Friday we ran all over the place.  We went to Shopko, Woodman’s, Joann Fabrics, Sorgs, my mom’s, my work, the university for Vicki to get her id and we picked up a friend.  We returned home to order supper and video chat with Virginia and Stephanie while everyone opened their gifts.  It was a twenty-first century holiday.

While at my mother’s, I found out my great aunt had passed away.  Her visitation is tomorrow night so I will be picking up my mom and sister to go to it.

Saturday Vicki and I cooked.  I miss cooking with her.  We worked together in the kitchen with me chopping and prepping and her cooking.  We made turkey meatballs for her and us, beef meatballs for Ken, and she made lasagna for us.

Sunday Vicki went home.  This always makes me a little sad.  My friend came over who lost her significant other in November.  She has been so busy, she hasn’t had time to grieve.  We talked at length about the death of her loved one.  I reminded her that she is going through the natural and normal grieving process.

After my friend left, I opened my email to wade through a day’s worth of emails.  I was thrilled to see an email from a friend.  Unfortunately, that email included the sad news that her husband had passed away. They just celebrated their anniversary with a renewal ceremony.  He’s been in pain and struggling with depression.  Within the last year, she lost her father to illness.  She’s having a rough time.
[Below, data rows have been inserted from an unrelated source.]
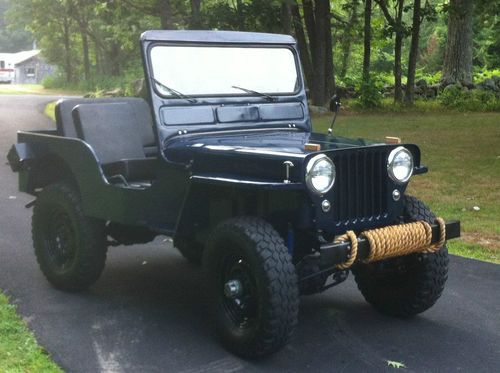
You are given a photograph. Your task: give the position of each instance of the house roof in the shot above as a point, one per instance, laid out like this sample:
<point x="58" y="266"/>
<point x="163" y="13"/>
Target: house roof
<point x="19" y="57"/>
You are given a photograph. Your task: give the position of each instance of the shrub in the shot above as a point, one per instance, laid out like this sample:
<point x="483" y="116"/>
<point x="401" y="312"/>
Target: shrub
<point x="370" y="94"/>
<point x="455" y="97"/>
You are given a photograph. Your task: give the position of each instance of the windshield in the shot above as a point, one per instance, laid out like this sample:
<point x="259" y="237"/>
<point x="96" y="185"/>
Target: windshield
<point x="215" y="70"/>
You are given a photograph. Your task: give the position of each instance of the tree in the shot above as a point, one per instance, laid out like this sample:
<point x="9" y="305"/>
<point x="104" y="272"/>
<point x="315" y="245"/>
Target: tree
<point x="367" y="40"/>
<point x="348" y="35"/>
<point x="457" y="66"/>
<point x="317" y="19"/>
<point x="419" y="15"/>
<point x="397" y="27"/>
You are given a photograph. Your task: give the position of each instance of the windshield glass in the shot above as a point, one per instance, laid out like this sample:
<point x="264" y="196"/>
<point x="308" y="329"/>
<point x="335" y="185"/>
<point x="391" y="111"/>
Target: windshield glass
<point x="215" y="70"/>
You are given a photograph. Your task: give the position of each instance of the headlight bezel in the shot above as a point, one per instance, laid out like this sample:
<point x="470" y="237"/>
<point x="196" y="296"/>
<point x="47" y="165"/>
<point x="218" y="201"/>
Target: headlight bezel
<point x="390" y="164"/>
<point x="311" y="164"/>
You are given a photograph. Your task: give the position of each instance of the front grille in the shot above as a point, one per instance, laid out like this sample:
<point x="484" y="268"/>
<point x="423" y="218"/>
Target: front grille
<point x="360" y="190"/>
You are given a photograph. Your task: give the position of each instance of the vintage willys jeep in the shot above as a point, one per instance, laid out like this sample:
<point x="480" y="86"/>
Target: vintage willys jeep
<point x="223" y="159"/>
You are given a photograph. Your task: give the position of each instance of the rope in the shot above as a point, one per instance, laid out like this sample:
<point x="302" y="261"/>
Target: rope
<point x="395" y="240"/>
<point x="351" y="236"/>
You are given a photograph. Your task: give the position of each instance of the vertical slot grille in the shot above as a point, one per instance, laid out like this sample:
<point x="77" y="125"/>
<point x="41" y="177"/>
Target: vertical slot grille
<point x="360" y="190"/>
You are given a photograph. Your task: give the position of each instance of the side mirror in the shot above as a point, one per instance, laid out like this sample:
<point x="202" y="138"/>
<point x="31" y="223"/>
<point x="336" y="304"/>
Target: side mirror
<point x="335" y="103"/>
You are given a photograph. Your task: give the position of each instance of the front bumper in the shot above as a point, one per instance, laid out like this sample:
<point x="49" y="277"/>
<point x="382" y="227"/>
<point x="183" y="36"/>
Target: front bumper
<point x="338" y="252"/>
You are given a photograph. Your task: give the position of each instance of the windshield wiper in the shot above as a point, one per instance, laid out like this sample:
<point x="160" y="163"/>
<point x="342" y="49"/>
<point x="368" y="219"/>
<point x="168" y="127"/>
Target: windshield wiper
<point x="174" y="92"/>
<point x="268" y="97"/>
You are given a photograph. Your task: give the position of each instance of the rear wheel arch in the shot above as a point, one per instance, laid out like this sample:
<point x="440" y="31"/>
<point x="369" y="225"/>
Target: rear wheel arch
<point x="48" y="170"/>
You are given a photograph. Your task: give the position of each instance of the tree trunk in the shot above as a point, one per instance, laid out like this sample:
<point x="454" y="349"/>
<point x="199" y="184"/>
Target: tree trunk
<point x="310" y="22"/>
<point x="329" y="69"/>
<point x="367" y="40"/>
<point x="195" y="21"/>
<point x="67" y="51"/>
<point x="305" y="56"/>
<point x="398" y="89"/>
<point x="86" y="56"/>
<point x="240" y="15"/>
<point x="347" y="39"/>
<point x="165" y="13"/>
<point x="397" y="24"/>
<point x="286" y="17"/>
<point x="412" y="61"/>
<point x="319" y="95"/>
<point x="457" y="66"/>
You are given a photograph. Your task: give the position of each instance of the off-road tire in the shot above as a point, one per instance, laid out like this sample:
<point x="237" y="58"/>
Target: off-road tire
<point x="405" y="286"/>
<point x="58" y="221"/>
<point x="189" y="249"/>
<point x="262" y="251"/>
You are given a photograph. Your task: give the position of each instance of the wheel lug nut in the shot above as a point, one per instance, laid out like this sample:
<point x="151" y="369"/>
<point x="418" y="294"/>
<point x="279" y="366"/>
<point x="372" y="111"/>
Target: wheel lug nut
<point x="232" y="288"/>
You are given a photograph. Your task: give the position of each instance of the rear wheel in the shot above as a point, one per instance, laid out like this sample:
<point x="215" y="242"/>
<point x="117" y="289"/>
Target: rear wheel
<point x="408" y="285"/>
<point x="70" y="247"/>
<point x="254" y="286"/>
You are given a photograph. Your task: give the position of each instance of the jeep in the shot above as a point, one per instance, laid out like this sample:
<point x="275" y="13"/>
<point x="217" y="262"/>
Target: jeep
<point x="221" y="157"/>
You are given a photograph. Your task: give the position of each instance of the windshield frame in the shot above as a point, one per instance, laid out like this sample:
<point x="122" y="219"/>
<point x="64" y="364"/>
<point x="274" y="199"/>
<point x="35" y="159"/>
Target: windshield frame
<point x="154" y="85"/>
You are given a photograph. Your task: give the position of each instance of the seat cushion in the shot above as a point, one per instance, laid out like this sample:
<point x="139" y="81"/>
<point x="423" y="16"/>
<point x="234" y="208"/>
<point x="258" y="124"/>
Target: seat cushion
<point x="66" y="126"/>
<point x="110" y="129"/>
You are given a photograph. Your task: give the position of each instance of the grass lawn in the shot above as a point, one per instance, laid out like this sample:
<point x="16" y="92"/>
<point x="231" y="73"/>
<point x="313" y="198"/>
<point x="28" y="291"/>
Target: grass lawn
<point x="19" y="351"/>
<point x="462" y="151"/>
<point x="33" y="89"/>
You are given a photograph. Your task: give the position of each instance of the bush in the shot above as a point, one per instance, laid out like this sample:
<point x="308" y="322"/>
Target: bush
<point x="54" y="81"/>
<point x="370" y="94"/>
<point x="455" y="97"/>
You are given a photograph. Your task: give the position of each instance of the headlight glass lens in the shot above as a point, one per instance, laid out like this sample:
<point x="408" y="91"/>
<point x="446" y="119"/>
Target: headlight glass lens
<point x="320" y="174"/>
<point x="400" y="164"/>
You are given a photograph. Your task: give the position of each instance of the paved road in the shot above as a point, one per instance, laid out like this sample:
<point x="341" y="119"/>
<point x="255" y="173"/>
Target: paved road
<point x="148" y="311"/>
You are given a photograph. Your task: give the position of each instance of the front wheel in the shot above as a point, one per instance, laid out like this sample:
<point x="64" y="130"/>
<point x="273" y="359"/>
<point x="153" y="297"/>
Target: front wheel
<point x="407" y="285"/>
<point x="69" y="246"/>
<point x="254" y="286"/>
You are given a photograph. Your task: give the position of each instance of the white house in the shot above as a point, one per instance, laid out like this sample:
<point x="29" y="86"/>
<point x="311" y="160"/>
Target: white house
<point x="24" y="67"/>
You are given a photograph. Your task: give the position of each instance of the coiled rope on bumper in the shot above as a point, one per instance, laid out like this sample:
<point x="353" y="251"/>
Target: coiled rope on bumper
<point x="395" y="240"/>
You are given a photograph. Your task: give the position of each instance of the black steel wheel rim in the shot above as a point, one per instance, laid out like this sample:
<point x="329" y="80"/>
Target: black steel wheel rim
<point x="241" y="310"/>
<point x="60" y="240"/>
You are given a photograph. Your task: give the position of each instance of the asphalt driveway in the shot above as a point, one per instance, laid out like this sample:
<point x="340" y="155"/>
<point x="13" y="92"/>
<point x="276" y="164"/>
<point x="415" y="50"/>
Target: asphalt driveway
<point x="148" y="311"/>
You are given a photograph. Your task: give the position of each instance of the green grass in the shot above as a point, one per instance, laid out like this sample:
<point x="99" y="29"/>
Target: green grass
<point x="19" y="351"/>
<point x="50" y="110"/>
<point x="462" y="151"/>
<point x="33" y="89"/>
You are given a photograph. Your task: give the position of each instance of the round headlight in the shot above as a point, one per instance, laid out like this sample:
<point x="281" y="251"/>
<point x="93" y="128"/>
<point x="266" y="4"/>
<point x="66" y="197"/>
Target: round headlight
<point x="400" y="164"/>
<point x="320" y="174"/>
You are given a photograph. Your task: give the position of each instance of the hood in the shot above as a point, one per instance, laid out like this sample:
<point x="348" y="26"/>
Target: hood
<point x="254" y="155"/>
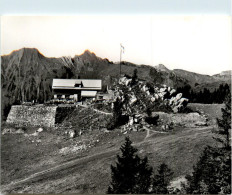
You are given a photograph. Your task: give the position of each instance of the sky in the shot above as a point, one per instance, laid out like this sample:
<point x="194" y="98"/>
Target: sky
<point x="200" y="44"/>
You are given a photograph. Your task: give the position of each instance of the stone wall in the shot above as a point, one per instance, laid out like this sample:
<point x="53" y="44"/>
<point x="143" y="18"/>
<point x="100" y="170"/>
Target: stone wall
<point x="32" y="115"/>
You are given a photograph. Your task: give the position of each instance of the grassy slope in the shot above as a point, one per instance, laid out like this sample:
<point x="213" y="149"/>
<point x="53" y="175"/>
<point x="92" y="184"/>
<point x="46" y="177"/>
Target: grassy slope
<point x="89" y="171"/>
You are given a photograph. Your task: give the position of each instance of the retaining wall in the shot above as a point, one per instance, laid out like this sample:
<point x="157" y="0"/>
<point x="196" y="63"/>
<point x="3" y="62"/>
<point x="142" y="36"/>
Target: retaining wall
<point x="41" y="115"/>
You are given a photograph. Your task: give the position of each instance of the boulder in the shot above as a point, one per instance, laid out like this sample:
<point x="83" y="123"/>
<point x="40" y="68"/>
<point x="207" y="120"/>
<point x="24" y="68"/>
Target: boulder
<point x="156" y="96"/>
<point x="183" y="101"/>
<point x="172" y="91"/>
<point x="127" y="82"/>
<point x="39" y="130"/>
<point x="163" y="89"/>
<point x="132" y="100"/>
<point x="19" y="131"/>
<point x="72" y="133"/>
<point x="153" y="99"/>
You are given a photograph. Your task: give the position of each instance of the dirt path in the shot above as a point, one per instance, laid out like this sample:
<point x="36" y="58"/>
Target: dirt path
<point x="39" y="175"/>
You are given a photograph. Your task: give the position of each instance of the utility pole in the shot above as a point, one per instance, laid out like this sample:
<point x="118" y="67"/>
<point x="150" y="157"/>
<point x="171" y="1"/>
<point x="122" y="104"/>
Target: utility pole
<point x="121" y="50"/>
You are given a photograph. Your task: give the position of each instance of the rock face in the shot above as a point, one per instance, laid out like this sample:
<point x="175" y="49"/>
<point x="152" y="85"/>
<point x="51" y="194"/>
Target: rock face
<point x="143" y="94"/>
<point x="46" y="116"/>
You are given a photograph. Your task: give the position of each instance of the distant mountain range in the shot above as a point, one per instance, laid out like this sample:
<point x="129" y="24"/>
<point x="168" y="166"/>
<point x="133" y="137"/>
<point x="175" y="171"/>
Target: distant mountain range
<point x="27" y="74"/>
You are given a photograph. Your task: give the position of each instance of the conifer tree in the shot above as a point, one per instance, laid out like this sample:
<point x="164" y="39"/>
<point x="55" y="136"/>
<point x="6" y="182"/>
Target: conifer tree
<point x="162" y="179"/>
<point x="131" y="173"/>
<point x="225" y="123"/>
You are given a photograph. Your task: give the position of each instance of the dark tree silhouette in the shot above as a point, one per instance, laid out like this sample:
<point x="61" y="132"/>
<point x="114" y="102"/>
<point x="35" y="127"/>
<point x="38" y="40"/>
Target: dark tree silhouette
<point x="225" y="123"/>
<point x="131" y="175"/>
<point x="162" y="180"/>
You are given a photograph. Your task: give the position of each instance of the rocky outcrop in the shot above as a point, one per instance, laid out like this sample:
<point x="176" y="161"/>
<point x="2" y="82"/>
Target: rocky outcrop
<point x="143" y="93"/>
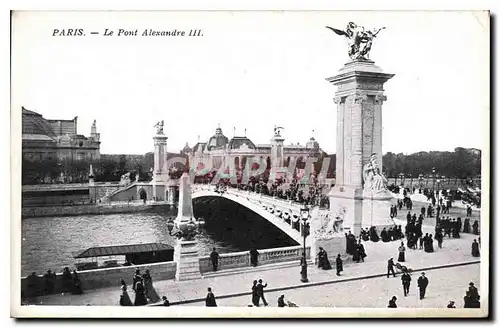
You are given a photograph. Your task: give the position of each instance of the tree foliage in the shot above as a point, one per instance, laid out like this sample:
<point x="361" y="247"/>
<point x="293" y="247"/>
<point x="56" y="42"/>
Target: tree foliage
<point x="462" y="163"/>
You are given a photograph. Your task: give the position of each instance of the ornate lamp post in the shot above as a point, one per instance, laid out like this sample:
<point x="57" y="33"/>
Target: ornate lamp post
<point x="304" y="215"/>
<point x="433" y="176"/>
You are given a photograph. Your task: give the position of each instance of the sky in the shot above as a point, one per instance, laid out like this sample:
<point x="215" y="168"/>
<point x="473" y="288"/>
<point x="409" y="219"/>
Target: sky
<point x="251" y="70"/>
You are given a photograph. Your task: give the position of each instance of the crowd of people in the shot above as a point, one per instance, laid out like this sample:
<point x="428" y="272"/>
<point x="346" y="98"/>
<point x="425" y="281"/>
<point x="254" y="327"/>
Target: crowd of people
<point x="312" y="193"/>
<point x="142" y="285"/>
<point x="50" y="283"/>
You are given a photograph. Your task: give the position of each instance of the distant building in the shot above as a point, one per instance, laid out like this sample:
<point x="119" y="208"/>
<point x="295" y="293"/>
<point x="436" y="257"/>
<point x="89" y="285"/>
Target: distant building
<point x="219" y="151"/>
<point x="57" y="139"/>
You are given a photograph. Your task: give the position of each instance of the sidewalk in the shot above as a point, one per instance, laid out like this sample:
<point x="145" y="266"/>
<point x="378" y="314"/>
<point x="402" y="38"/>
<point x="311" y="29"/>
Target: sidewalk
<point x="453" y="251"/>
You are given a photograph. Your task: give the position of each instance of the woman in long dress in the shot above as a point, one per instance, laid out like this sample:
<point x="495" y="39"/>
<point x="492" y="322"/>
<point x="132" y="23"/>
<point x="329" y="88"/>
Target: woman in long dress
<point x="401" y="249"/>
<point x="255" y="294"/>
<point x="124" y="297"/>
<point x="148" y="286"/>
<point x="323" y="262"/>
<point x="140" y="294"/>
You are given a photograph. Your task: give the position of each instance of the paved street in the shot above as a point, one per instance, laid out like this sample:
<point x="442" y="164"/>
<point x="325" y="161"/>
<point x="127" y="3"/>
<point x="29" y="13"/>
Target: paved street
<point x="454" y="250"/>
<point x="444" y="285"/>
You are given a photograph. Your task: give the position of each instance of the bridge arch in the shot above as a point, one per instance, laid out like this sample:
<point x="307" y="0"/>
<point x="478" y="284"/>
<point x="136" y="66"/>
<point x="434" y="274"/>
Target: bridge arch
<point x="281" y="214"/>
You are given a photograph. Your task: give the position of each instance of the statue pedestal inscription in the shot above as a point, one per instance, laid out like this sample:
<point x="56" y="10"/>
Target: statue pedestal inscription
<point x="186" y="257"/>
<point x="327" y="232"/>
<point x="186" y="251"/>
<point x="360" y="197"/>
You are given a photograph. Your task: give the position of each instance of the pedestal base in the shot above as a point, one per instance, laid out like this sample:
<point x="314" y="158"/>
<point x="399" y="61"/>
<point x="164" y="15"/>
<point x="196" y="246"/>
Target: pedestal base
<point x="333" y="246"/>
<point x="359" y="209"/>
<point x="376" y="212"/>
<point x="186" y="256"/>
<point x="347" y="203"/>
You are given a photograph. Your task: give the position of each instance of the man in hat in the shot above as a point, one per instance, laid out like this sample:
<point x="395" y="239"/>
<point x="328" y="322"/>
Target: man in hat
<point x="406" y="280"/>
<point x="137" y="277"/>
<point x="281" y="301"/>
<point x="473" y="293"/>
<point x="214" y="256"/>
<point x="260" y="291"/>
<point x="392" y="302"/>
<point x="390" y="268"/>
<point x="210" y="299"/>
<point x="422" y="283"/>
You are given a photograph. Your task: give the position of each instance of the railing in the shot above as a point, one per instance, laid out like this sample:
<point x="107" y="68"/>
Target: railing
<point x="266" y="256"/>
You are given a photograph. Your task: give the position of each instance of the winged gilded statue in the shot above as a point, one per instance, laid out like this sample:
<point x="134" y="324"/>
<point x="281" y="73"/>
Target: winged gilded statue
<point x="360" y="40"/>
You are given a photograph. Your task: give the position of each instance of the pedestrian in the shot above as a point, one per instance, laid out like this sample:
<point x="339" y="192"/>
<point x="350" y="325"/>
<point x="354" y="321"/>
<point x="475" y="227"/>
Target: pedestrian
<point x="149" y="289"/>
<point x="140" y="294"/>
<point x="77" y="284"/>
<point x="254" y="256"/>
<point x="406" y="280"/>
<point x="137" y="277"/>
<point x="124" y="297"/>
<point x="214" y="256"/>
<point x="475" y="249"/>
<point x="338" y="263"/>
<point x="390" y="267"/>
<point x="362" y="253"/>
<point x="323" y="261"/>
<point x="392" y="302"/>
<point x="281" y="301"/>
<point x="401" y="249"/>
<point x="260" y="291"/>
<point x="473" y="291"/>
<point x="422" y="283"/>
<point x="255" y="294"/>
<point x="210" y="299"/>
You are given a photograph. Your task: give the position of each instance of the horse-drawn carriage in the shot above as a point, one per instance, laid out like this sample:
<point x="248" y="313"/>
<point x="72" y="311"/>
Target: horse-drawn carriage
<point x="403" y="268"/>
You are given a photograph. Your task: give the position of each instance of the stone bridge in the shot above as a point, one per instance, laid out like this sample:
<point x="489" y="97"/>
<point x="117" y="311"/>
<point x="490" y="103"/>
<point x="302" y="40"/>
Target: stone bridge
<point x="283" y="214"/>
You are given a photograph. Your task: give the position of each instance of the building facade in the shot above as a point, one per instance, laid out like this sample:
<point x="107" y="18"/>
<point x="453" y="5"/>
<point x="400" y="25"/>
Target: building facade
<point x="220" y="151"/>
<point x="57" y="139"/>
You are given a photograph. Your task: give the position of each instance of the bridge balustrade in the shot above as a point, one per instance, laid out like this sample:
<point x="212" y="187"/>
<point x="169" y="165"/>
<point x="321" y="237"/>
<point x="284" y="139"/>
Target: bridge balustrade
<point x="266" y="256"/>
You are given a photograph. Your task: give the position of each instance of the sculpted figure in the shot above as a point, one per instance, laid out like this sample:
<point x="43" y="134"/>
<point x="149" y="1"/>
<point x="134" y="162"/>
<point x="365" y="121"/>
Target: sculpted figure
<point x="373" y="179"/>
<point x="159" y="127"/>
<point x="360" y="40"/>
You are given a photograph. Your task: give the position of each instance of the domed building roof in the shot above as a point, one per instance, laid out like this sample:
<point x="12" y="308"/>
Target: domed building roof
<point x="241" y="142"/>
<point x="186" y="149"/>
<point x="34" y="124"/>
<point x="218" y="140"/>
<point x="312" y="143"/>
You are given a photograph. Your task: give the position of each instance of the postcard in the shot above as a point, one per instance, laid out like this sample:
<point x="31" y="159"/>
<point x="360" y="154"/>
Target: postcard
<point x="227" y="163"/>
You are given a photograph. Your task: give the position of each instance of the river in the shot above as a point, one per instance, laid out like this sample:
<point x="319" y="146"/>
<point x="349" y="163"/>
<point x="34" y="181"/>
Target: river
<point x="50" y="242"/>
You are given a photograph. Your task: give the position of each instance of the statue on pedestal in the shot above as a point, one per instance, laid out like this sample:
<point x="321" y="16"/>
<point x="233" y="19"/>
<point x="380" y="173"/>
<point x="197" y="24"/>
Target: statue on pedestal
<point x="360" y="40"/>
<point x="159" y="127"/>
<point x="373" y="179"/>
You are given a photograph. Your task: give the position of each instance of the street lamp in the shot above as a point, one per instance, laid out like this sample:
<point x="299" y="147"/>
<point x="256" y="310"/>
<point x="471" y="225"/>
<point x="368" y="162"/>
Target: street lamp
<point x="402" y="178"/>
<point x="304" y="215"/>
<point x="433" y="176"/>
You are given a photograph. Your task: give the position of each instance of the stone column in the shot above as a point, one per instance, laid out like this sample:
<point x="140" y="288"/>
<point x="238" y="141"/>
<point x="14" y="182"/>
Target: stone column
<point x="186" y="251"/>
<point x="359" y="100"/>
<point x="160" y="170"/>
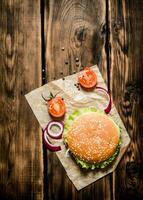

My heart breaks for my friends who are struggling with the losses in their lives.  Their grief is heartbreaking.  The loss they feel is sharp and painful.

Death is a demanding beast and it seems like I’ve been to a lot of funerals and memorials lately.  It is difficult to express the sorrow and compassion you feel for people and sound sincere.  I’m sorry for your loss is lame.  But what else do you say?

Sorrow and joy seem to go hand in hand this season.  It is a balance of emotions I guess but not in the way I think is healthy or positive.  For those who are grieving, I send them love and positive energy in the hopes that it gives them a bit of comfort.  In my experience, sorrow and loss is only dulled with time and patience.